Catfish-PSO based scheduling of scientific workflows in IaaS cloud

被引:0
作者
S. Jaya Nirmala
S. Mary Saira Bhanu
机构
[1] National Institute of Technology,
来源
Computing | 2016年 / 98卷
关键词
Cloud computing; Job scheduling; Catfish particle swarm optimisation; Scientific workflows; WorkFlowSim; 68M154; 685M20; 68T20; 68U20;
D O I
暂无
中图分类号
学科分类号
摘要
Cloud computing is a technology wherein a network of remote servers is used to process large amount of data in real-time. The servers and data sources may be located in geographically distant regions. Scheduling of workflows is one of the major challenging issues in cloud computing. Workflows are used to express a wide variety of applications including scientific computing and multi-tier web applications. The Workflow scheduling problem is known to be NP-complete.
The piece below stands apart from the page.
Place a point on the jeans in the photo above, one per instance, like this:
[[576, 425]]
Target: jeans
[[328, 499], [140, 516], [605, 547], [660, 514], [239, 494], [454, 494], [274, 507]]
No known traditional scheduling algorithm is able to provide an optimal solution in polynomial time for NP-complete problems. So, researchers rely on heuristics and meta-heuristics to achieve the most efficient solution. In this paper, a workflow scheduling algorithm is proposed to schedule large scientific workflows that are to be executed on IaaS clouds. The workflow scheduling algorithm generates a schedule with the task-to-resource mapping. The metaheuristic Catfish particle swarm optimization (C-PSO) technique is used to select the best schedule with the least makespan and execution cost. The performance of C-PSO is then compared with traditional PSO. The algorithm is simulated on the WorkFlowSim Simulator, an extension of CloudSim simulator. The solution is tested for different types of scientific workflows like Montage, Epigenome, CyberShake and Inspiral. It is observed from the experimental results that C-PSO gives better performance than traditional PSO in terms of execution cost and makespan.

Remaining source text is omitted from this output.